Ravipal Singh (Punjab), Bharat Chikkara (Haryana), and Halappa (Air India) et al were outstanding for their sides and produced a reminder of what they can still offer to the game. Meanwhile, Gurjinder, who starred in the first edition of WSH, is now rumoured to be close to a call-up to the India camp after having ‘apologised’.

The Nationals, according to HI, have been treated as trials to select probables for the camp ahead of the Champions Trophy (Melbourne, Dec 1 to 9) and the Asian Champions Trophy (Doha, Dec 14 to 21).

If WSH players were never in the reckoning for national duty, why they were allowed participation in the Senior Nationals at all remains a question.

That Halappa, adjudged the Best Forward in Bangalore this week, should then not find a place in the India camp (he is certain not to as things stand), is a wonderful irony.

The Results * * *

Final: Punjab 2 (Prabhdeep Singh 36, OG 72) bt Air India 1 (V.S. Vinaya 38). Extra time.

Third place playoff: Karnataka 2 (M. B. Aiyappa 24, V. R. Raghunath 41) bt Haryana 1 (Sardar Singh 60).

Semifinals: Karnataka 2 (Pundalik Bellary 32, Nitin Thimmaiah 44) lost to Air India 3 (Arjun Halappa 50, 61, V. S. Vinaya 70); Punjab 4 (Gurjinder Singh 15, 21, Sarvanjit Singh 51, Satbir Singh 55) bt Haryana 1 (Naveen Antil 58).

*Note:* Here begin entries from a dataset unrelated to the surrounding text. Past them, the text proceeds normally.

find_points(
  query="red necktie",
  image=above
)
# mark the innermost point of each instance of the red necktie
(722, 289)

Special awards: Best Defender: Gurjinder Singh; Best Forward: Arjun Halappa; Player of the Tournament: M. B. Aiyappa.

* * *

S. SUBRAMANIUM

Farcical finishes and no-shows

While the knock-outs served up some exciting fare, the group stages were characterised by an awfully large number of lopsided contests. 21 games were won by 10-goal margins or more, 13 by at least 15 goals, and five by a farcical 20 or more! The biggest wins were Tamil Nadu’s 25-1 flogging of a truly hapless Gujarat and Uttar Pradesh’s 24-0 result over Tripura.

* * *

Sensibly, Hockey India will introduce a two-tier system at the next edition. HI Secretary General Narinder Batra (right, in pic.) revealed that there were plans to seed 12 teams, handing them a direct entry into round two, with four of the rest to advance from round one.

* * *

At least Gujarat and Tripura turned up and then managed to hang around for the whole of the competition. After a no-show for the tournament’s very first game, Arunachal Pradesh pulled out on the second day — the organisers until then unaware — of the Nationals.

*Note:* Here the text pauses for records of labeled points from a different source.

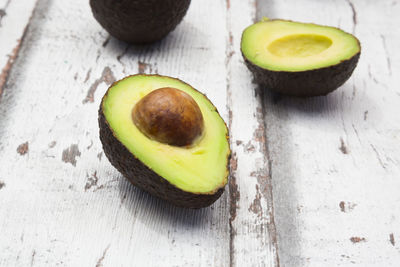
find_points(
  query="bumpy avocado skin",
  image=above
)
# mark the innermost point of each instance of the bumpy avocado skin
(139, 21)
(316, 82)
(143, 177)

Meanwhile, Chhattisgarh, also from the same group, was sent home in disgrace after an off-the-field incident involving its players. Four of them were involved in a fracas in the wee hours of the morning outside their lodgings. The players, who have not been named, are alleged to have gone out to dinner, returned after midnight, and then picked up a quarrel with their auto-rickshaw driver (who rounded up other drivers). Matters, according to Hockey Karnataka officials, escalated to such an extent that the police were called to intervene.

Although Chhattisgarh was expelled the very next afternoon (after being allowed to play a 7 a.m. game) and packed off by train, the organisers made no mention of the incident until a whole day later.